„Die Gäulschenmacher von Niedernhausen.“

Früher als das Spielzeug noch nicht so reichlich vorhanden war und der Niedergang alter Erwerbszweige, wie zB. das Weben (welches in Niedernhausen auch ausgeübt wurde – man denke in diesem Zusammenhang an die Schnurrgasse in Niedernhausen oder auch an den Hausnamen “`s Wewwersch” was auf die 4 Generationen Buß in diesem Haus zurückzuführen ist welche allesamt hier das Leinweberhandwerk ausübten oder auch der hiermit zusammenhängende Flachsanbau (noch heute erinnern Namen wie Hechler oder Standortbezeichnungen wie Flachskaute an diese alten Tätigkeiten). Gleichzeitig stieg die Bevölkerungszahl kontinuierlich an und die Menschen benötigten allesamt ihr Auskommen. Industrie, wie wir sie heute kennen, gab es damals noch nicht in unserer Region so versuchte man sich in kleinen Handwerken um seinen Lebensunterhalt zu verdienen.
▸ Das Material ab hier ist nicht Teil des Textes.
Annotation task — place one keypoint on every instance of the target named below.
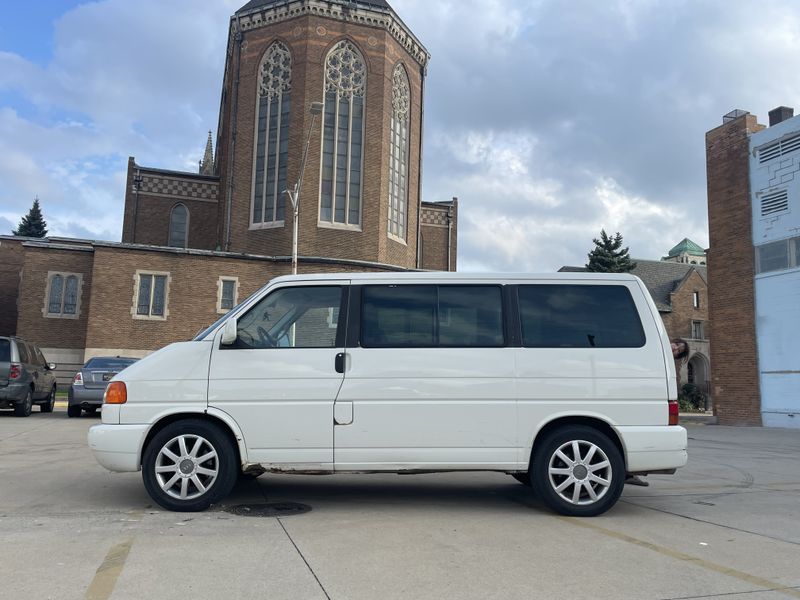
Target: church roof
(259, 3)
(687, 246)
(659, 277)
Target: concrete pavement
(726, 526)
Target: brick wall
(439, 224)
(679, 321)
(158, 193)
(32, 323)
(192, 293)
(310, 38)
(11, 260)
(734, 361)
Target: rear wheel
(49, 404)
(24, 408)
(578, 471)
(189, 465)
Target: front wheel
(578, 471)
(189, 465)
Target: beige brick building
(322, 97)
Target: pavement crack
(732, 594)
(697, 520)
(322, 587)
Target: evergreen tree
(608, 255)
(32, 224)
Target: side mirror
(229, 333)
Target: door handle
(339, 362)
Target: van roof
(434, 276)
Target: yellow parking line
(700, 562)
(108, 572)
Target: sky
(548, 120)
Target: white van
(565, 381)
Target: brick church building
(320, 98)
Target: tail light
(116, 393)
(673, 412)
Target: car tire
(523, 478)
(49, 404)
(172, 473)
(24, 408)
(578, 471)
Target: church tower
(326, 95)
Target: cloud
(549, 121)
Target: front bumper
(117, 447)
(85, 396)
(12, 394)
(650, 449)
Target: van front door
(279, 380)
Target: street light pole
(315, 109)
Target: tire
(49, 404)
(25, 408)
(585, 487)
(182, 483)
(523, 478)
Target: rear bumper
(649, 449)
(85, 396)
(117, 447)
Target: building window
(398, 159)
(778, 256)
(343, 136)
(151, 295)
(179, 227)
(274, 104)
(62, 298)
(227, 293)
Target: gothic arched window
(179, 227)
(272, 135)
(398, 159)
(343, 136)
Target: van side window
(471, 316)
(295, 317)
(425, 316)
(579, 316)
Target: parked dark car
(26, 378)
(90, 383)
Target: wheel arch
(211, 415)
(593, 421)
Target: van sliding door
(429, 381)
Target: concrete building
(324, 97)
(754, 258)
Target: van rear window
(579, 316)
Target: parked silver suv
(25, 377)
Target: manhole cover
(274, 509)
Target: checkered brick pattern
(434, 217)
(174, 187)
Wie das Gäulchesmacherhandwerk (wenn man es so nennen will) nach Niedernhausen gelangt ist kann an dieser Stelle nicht erklärt werden, eventuell hat irgendein Geselle dieses Handwerk aus dem Nürnberger Raum hierher gebracht – Spekulation. In der zweiten Hälfte des 19. Jahrhunderts jedoch begann man wohl in Niedernhausen in verschiedenen “Familienbetrieben” damit Spielwaren aus Holz herzustellen. Zumeist waren dies Gäulchen in allen Größen, Gäulchen mit angehängten Wagen, Schaukelpferde usw. Einen Meister brauchte es bei diesem Handwerk nicht – es handelte sich zunächst wohl um familiäre Einheiten bei der jede Hand unterstützte um zum Lebensunterhalt der Familie bei- zutragen. Um die Jahrhundertwende zum 20. Jahrhundert gab es bis zu 20 Handwerksbetriebe in Niedernhausen welche sich mit diesem Handwerk beschäftigten.

Ein typisches Gäulchen wurde damals aus Erlenholz erschaffen – die angehängten Wagen waren aus Espenholz. In den, sehr oft nur kleinen, Werkstätten wurde dann der Rumpf gedreht, mit der Schnitzbank gearbeitet und später geleimt und bemalt. Der Schwanz der Pferde bestand aus Hanf.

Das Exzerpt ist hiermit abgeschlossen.